The invention thus afforded both a much lighter heel than single-block wooden heels. And, compared to a housing heel with no wood blocks inside, it also offered a more resistant heel as it still enclosed the wooden T-shaped blocks. The scope of the invention also extended to all sorts of heels, beyond women’s high heels.
FR608988 - Fig 4 |
A year later, Perugia filed an improvement to his novel heel construction invention. This improvement, disclosed in FR608988, consisted in changing the ergonomic shape of the two pieces of wood, assembled as a “T” within the metal housing (Figure 4]. Essentially, the horizontal block of wood was fabricated in an augmented size, to provide more anchoring when attached to the heel part of the shoe, and the vertical block was more beveled to better accommodate the increased surface of the horizontal block and it's shape.

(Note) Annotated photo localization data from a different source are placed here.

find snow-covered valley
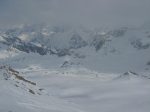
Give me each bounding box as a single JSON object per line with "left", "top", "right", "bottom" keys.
{"left": 0, "top": 24, "right": 150, "bottom": 112}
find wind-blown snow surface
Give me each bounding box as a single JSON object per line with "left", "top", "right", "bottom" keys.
{"left": 0, "top": 67, "right": 150, "bottom": 112}
{"left": 0, "top": 25, "right": 150, "bottom": 112}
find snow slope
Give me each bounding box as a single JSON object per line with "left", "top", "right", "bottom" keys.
{"left": 0, "top": 24, "right": 150, "bottom": 112}
{"left": 0, "top": 65, "right": 150, "bottom": 112}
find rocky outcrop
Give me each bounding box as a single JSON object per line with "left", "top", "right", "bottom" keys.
{"left": 69, "top": 33, "right": 87, "bottom": 49}
{"left": 91, "top": 34, "right": 107, "bottom": 51}
{"left": 0, "top": 65, "right": 47, "bottom": 95}
{"left": 131, "top": 39, "right": 150, "bottom": 50}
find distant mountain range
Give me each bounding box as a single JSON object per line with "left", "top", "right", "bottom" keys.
{"left": 0, "top": 24, "right": 150, "bottom": 73}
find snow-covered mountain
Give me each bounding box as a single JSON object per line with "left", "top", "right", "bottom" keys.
{"left": 0, "top": 24, "right": 150, "bottom": 72}
{"left": 0, "top": 24, "right": 150, "bottom": 112}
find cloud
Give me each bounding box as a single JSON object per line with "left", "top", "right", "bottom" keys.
{"left": 0, "top": 0, "right": 150, "bottom": 28}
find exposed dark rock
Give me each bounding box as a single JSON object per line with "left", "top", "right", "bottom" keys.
{"left": 131, "top": 39, "right": 150, "bottom": 50}
{"left": 61, "top": 61, "right": 69, "bottom": 68}
{"left": 91, "top": 34, "right": 106, "bottom": 51}
{"left": 29, "top": 89, "right": 35, "bottom": 94}
{"left": 56, "top": 49, "right": 71, "bottom": 57}
{"left": 117, "top": 71, "right": 150, "bottom": 80}
{"left": 13, "top": 42, "right": 48, "bottom": 55}
{"left": 147, "top": 61, "right": 150, "bottom": 66}
{"left": 108, "top": 27, "right": 127, "bottom": 37}
{"left": 69, "top": 33, "right": 87, "bottom": 49}
{"left": 0, "top": 65, "right": 36, "bottom": 85}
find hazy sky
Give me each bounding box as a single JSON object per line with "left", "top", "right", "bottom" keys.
{"left": 0, "top": 0, "right": 150, "bottom": 28}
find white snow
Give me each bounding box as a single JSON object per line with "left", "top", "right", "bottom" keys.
{"left": 0, "top": 25, "right": 150, "bottom": 112}
{"left": 1, "top": 66, "right": 150, "bottom": 112}
{"left": 18, "top": 34, "right": 30, "bottom": 41}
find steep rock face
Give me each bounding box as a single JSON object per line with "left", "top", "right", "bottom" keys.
{"left": 69, "top": 33, "right": 87, "bottom": 49}
{"left": 91, "top": 34, "right": 107, "bottom": 51}
{"left": 0, "top": 35, "right": 49, "bottom": 55}
{"left": 0, "top": 25, "right": 88, "bottom": 57}
{"left": 13, "top": 42, "right": 49, "bottom": 55}
{"left": 131, "top": 39, "right": 150, "bottom": 50}
{"left": 108, "top": 27, "right": 127, "bottom": 38}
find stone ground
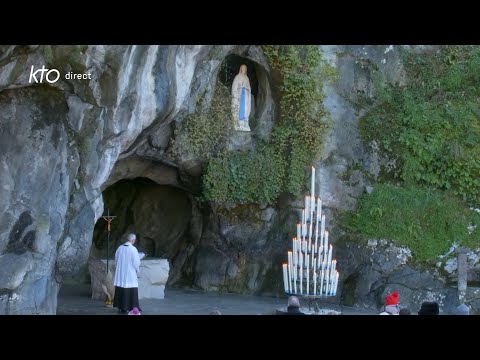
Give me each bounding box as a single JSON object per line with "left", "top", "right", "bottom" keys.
{"left": 56, "top": 284, "right": 378, "bottom": 315}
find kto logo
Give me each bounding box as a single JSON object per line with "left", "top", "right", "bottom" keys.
{"left": 29, "top": 65, "right": 60, "bottom": 83}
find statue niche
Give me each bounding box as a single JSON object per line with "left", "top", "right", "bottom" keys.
{"left": 231, "top": 64, "right": 251, "bottom": 131}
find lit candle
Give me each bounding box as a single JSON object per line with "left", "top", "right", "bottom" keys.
{"left": 288, "top": 251, "right": 293, "bottom": 271}
{"left": 283, "top": 264, "right": 288, "bottom": 292}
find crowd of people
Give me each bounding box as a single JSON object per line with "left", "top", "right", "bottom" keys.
{"left": 276, "top": 292, "right": 470, "bottom": 315}
{"left": 378, "top": 291, "right": 469, "bottom": 315}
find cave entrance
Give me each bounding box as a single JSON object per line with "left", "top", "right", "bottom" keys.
{"left": 92, "top": 177, "right": 192, "bottom": 263}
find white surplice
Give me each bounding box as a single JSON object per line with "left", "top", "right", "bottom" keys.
{"left": 113, "top": 242, "right": 141, "bottom": 288}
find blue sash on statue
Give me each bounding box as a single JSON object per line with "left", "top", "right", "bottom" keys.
{"left": 239, "top": 87, "right": 246, "bottom": 120}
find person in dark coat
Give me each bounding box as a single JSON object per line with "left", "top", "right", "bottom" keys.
{"left": 418, "top": 301, "right": 439, "bottom": 315}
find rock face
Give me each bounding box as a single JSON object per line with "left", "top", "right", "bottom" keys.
{"left": 0, "top": 44, "right": 282, "bottom": 313}
{"left": 1, "top": 45, "right": 475, "bottom": 314}
{"left": 336, "top": 237, "right": 480, "bottom": 314}
{"left": 0, "top": 45, "right": 236, "bottom": 313}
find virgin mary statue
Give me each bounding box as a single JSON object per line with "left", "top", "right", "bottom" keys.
{"left": 231, "top": 64, "right": 251, "bottom": 131}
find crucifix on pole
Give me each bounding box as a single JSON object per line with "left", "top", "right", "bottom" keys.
{"left": 102, "top": 208, "right": 116, "bottom": 274}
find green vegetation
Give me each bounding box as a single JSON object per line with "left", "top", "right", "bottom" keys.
{"left": 342, "top": 46, "right": 480, "bottom": 261}
{"left": 360, "top": 46, "right": 480, "bottom": 203}
{"left": 341, "top": 184, "right": 480, "bottom": 261}
{"left": 173, "top": 84, "right": 234, "bottom": 160}
{"left": 201, "top": 46, "right": 334, "bottom": 204}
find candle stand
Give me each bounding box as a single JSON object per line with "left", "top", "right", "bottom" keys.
{"left": 282, "top": 166, "right": 340, "bottom": 312}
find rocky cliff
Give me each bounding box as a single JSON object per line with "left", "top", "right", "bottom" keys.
{"left": 1, "top": 45, "right": 478, "bottom": 314}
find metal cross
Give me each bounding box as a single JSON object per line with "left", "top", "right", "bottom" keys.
{"left": 102, "top": 208, "right": 116, "bottom": 274}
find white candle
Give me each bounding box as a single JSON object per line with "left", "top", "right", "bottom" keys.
{"left": 334, "top": 271, "right": 339, "bottom": 296}
{"left": 308, "top": 223, "right": 312, "bottom": 253}
{"left": 332, "top": 271, "right": 337, "bottom": 296}
{"left": 310, "top": 166, "right": 315, "bottom": 223}
{"left": 299, "top": 267, "right": 303, "bottom": 295}
{"left": 320, "top": 214, "right": 326, "bottom": 249}
{"left": 301, "top": 210, "right": 305, "bottom": 232}
{"left": 289, "top": 265, "right": 293, "bottom": 293}
{"left": 297, "top": 224, "right": 301, "bottom": 245}
{"left": 299, "top": 252, "right": 303, "bottom": 270}
{"left": 293, "top": 267, "right": 297, "bottom": 294}
{"left": 317, "top": 197, "right": 322, "bottom": 227}
{"left": 327, "top": 244, "right": 332, "bottom": 266}
{"left": 320, "top": 268, "right": 324, "bottom": 295}
{"left": 328, "top": 272, "right": 332, "bottom": 295}
{"left": 305, "top": 196, "right": 309, "bottom": 222}
{"left": 305, "top": 254, "right": 309, "bottom": 272}
{"left": 314, "top": 205, "right": 319, "bottom": 254}
{"left": 313, "top": 270, "right": 317, "bottom": 295}
{"left": 283, "top": 264, "right": 288, "bottom": 292}
{"left": 332, "top": 271, "right": 338, "bottom": 296}
{"left": 311, "top": 166, "right": 315, "bottom": 195}
{"left": 324, "top": 230, "right": 329, "bottom": 253}
{"left": 310, "top": 195, "right": 315, "bottom": 227}
{"left": 306, "top": 267, "right": 309, "bottom": 295}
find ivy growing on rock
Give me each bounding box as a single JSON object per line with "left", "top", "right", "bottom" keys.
{"left": 360, "top": 45, "right": 480, "bottom": 204}
{"left": 201, "top": 46, "right": 334, "bottom": 204}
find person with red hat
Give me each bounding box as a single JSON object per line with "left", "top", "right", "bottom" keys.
{"left": 379, "top": 291, "right": 400, "bottom": 315}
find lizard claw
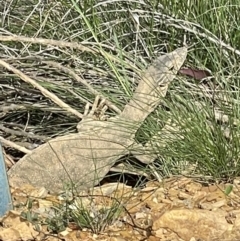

Both of these two early patents awarded in France to Perugia, in 1925 and 1926, were almost concurrently re-filed in the USA (as US1809918 and US1642889), in Switzerland (as CH124341 and CH118696), in Canada (as CA274538 and CA264938) and in Austria (AT108548 and AT106112), which suggests how important they were to the manufacture of shoe heels.
From then on, Perugia filed many more heel patents: design patents draping the metal housing “turban-style” (USD111857, USD112086 USD111858), and many additional utility patents such as the whimsical “music box heel” patent (FR625731) or a new heel height patent (US2465817), and a famous heel customization (US2795866) patent.